WYOMING’S AT-LARGE HOUSE SEAT: Like Alaska, Wyoming only has one U.S. House seat and incumbent GOP Rep. Cynthia Lummis, 59, is seeking a fourth term, but she is facing a political newcomer, Jason Senteney, today. Senteney, 36, is a corrections officer and volunteer firefighter. Lummis was first elected in 2008 and easily won re-election in 2010 and 2012. Senteney is running on support for a flat tax, while Lummis has decried what she calls federal overreach. It’s likely Lummis will sail to victory and she has no Democratic candidate from Wyoming facing her in November. Richard Grayson, a Democrat and political gadfly from Arizona is on the ballot, but has already said he has no hope of winning.
WHAT ELSE ARE WE WATCHING?
ALASKA’S BALLOT MEASURE NUMBER ONE: Alaskans will also vote today to decide if the state’s old system for taxing oil companies is better than the new system and it’s stirred up passion and action on both sides. The old one championed by then-Gov. Sarah Palin passed in 2007 and it was her hallmark achievement in office.

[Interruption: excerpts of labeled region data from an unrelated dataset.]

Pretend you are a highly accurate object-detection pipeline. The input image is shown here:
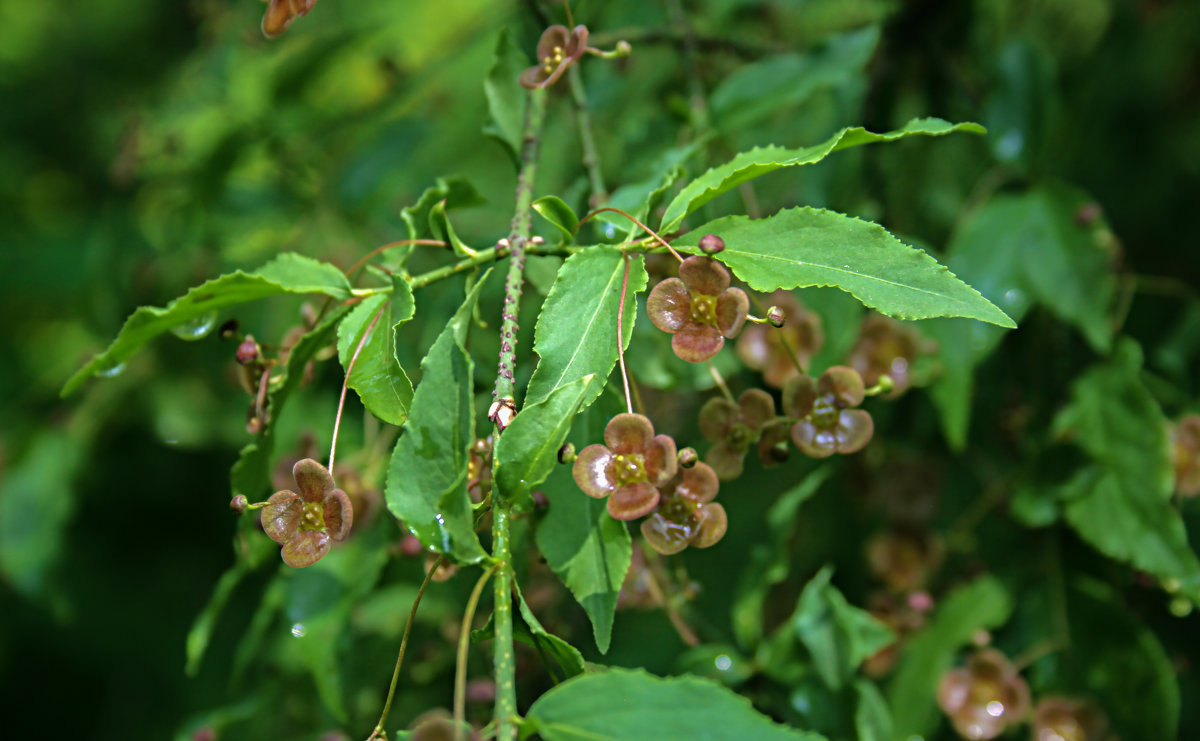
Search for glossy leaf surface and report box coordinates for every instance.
[386,275,487,564]
[677,207,1016,327]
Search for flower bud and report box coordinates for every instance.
[487,397,517,432]
[700,234,725,255]
[679,447,700,469]
[238,335,260,366]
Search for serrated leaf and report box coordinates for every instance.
[677,207,1016,327]
[521,669,823,741]
[526,246,649,408]
[923,185,1115,450]
[386,272,490,564]
[887,576,1013,741]
[535,400,634,653]
[337,277,415,424]
[430,199,475,258]
[659,119,986,236]
[493,375,595,510]
[1055,339,1200,603]
[484,29,529,164]
[398,175,485,256]
[61,252,350,397]
[532,195,580,245]
[229,306,350,501]
[791,566,895,689]
[514,582,587,679]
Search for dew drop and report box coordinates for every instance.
[170,312,217,341]
[96,363,125,378]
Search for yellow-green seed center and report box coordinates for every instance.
[691,294,716,326]
[613,453,650,487]
[300,501,325,531]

The new system was only passed last year and is pushed by current-Gov. Sean Parnell, who was her lieutenant governor and succeeded her when she resigned in 2009. The goal of Parnell’s plan is to attract more investment from oil companies and what supporters say will increase drilling in the state’s North Slope, where production has declined. It replaced the production tax created under Palin titled “Alaska’s Clear and Equitable Share” or ACES. The oil companies hate Palin’s plan with critics blasting the progressive surcharge as discouraging new investment in oil production. It has brought together the strange bedfellows of Palin and some of the most liberal lawmakers and residents of the 49th state. She weighed in last week on both her Facebook page and her new subscription web channel saying Parnell’s law should be repealed and decrying “outside” influences. “We own the energy sources per our Constitution, and we violate our state’s blueprint that creates security and prosperity when we wave the white flag and give in to every demand of multinational corporations doing business up here,” Palin wrote. Supporters of ACES say the oil belongs to the state and it’s the state, not oil companies, that should profit from the drilling in Alaska. Critics of Parnell’s law says it gives massive tax breaks and incentives to the oil industry at the expense of revenues that could go to the state, while supporters say it needs more time to succeed and it will ensure jobs for Alaskans. The oil companies support Parnell’s plan and have outspent the supporters of Palin’s plan by 10 to 1. Under the state constitution oil resources are owned by state residents, but critics who want to repeal the new law say it could put that fact of Alaska life at risk in some circumstances. The ballot measure is so contentious and high profile it could actually boost voter turnout in traditionally low turnout primaries. The three GOP Senate candidates: Sullivan, Miller, and Treadwell all support staying with Parnell’s plan while Begich has not weighed in, saying it’s up to Alaskans to decide.